A new pan-India behavioural survey of over 6,000 active crypto traders and investors has found that 91% of them avoid panic trading during sharp market movements. The finding, published in Mudrex’s How India Trades Crypto 2026 report, challenges the long-standing narrative that retail crypto participation in India is driven primarily by speculation and impulse.
The survey, which covered respondents across 22 states, found that only 9% of Indian crypto investors panic-sell or chase hype when prices swing wildly. The remaining 91% respond to volatility with calibrated portfolio adjustments, patient observation, or deliberate inaction.
The numbers point to a significant shift in how Indian retail participants approach digital assets, one that is rooted in strategy and market understanding rather than emotion.

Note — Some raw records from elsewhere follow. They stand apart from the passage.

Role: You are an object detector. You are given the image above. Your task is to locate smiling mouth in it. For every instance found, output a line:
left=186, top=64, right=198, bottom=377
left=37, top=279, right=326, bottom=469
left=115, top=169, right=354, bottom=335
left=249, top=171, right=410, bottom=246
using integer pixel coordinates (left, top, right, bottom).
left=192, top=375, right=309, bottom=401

This discipline is not spread evenly across the country. In Maharashtra, Telangana, and Tamil Nadu, only 3 to 4% of traders reported reactive behaviour during sharp price moves. That is less than half the national average, with roughly just 1 in 29 traders in these states describing their response as panic-driven. Maharashtra and Telangana recorded the lowest reactive trading at 3.2% each, while Tamil Nadu recorded 4%.
Conservative allocation, not concentrated bets
The report also paints a picture of conservative portfolio construction. Nearly half of all respondents, at 48.4%, allocate less than 10% of their total portfolio to crypto. Over 70% keep their crypto allocation under 25%. This is not the behaviour of a speculative crowd making concentrated bets. Indian crypto traders and investors are treating digital assets as a satellite allocation within a broader portfolio.

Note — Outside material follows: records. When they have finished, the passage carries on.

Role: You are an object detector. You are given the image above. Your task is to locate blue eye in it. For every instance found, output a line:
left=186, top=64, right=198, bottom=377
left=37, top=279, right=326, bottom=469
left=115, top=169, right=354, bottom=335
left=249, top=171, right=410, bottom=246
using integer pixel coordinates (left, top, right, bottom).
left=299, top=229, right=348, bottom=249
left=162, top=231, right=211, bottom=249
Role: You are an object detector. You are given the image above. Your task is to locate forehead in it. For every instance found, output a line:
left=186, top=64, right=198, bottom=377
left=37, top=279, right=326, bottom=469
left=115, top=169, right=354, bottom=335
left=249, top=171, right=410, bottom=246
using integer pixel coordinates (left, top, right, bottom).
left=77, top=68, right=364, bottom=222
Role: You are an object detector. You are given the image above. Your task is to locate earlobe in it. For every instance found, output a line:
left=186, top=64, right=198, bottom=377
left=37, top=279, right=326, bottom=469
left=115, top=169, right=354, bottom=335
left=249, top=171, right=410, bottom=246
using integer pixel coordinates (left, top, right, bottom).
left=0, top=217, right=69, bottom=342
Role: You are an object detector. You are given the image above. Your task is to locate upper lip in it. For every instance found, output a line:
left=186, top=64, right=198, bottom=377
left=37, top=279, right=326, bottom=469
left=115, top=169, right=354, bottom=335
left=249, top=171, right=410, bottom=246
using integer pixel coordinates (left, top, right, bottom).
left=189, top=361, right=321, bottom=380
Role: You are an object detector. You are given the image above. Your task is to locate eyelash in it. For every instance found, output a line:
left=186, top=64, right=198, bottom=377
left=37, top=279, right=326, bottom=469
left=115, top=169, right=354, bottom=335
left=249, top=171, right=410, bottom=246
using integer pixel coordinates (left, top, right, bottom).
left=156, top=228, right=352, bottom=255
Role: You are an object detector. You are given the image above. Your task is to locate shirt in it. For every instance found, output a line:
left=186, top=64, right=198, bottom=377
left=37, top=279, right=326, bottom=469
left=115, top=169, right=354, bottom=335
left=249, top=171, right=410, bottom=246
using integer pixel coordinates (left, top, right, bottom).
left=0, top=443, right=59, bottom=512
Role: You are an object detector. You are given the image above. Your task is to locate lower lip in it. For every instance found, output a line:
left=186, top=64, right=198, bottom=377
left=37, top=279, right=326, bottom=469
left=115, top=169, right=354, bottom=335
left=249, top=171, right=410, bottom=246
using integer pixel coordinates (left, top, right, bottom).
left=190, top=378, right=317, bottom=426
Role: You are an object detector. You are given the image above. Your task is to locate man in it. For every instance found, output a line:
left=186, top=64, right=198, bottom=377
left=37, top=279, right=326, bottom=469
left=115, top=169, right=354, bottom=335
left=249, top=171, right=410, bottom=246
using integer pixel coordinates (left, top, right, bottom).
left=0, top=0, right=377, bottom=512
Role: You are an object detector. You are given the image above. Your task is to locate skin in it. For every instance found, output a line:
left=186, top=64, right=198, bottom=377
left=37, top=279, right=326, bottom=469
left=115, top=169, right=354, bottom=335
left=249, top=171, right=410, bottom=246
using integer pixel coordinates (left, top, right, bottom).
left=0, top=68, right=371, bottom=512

The state of Madhya Pradesh stood out in particular. There, 72.7% of crypto traders, nearly three in four, keep their crypto exposure below 10% of their total portfolio.
Crypto SIPs grow over 220%
The shift toward discipline is not just showing up in survey responses. Platform-level data backs it up. According to Mudrex, crypto SIP (Systematic Investment Plan) openings grew over 220% in 2025, with average monthly contributions climbing to Rs 4,000 to Rs 6,000 by December.
“There’s a dated perception that India’s crypto users are speculative traders chasing the next price move. This survey shows that most Indian crypto traders and investors are systematic, patient, and measured under pressure,” said Edul Patel, Founder and CEO of Mudrex.
Prateek Gupta, Head of Business at Mudrex, added: “Investors are not just claiming they think long-term; they are putting money in, month after month.”
Buy-and-hold is now the dominant strategy
When respondents were asked to describe their primary approach to crypto, 41.2% identified themselves as long-term buy-and-hold investors. That was the single largest cohort in the survey, ahead of short-term traders at 25.8%.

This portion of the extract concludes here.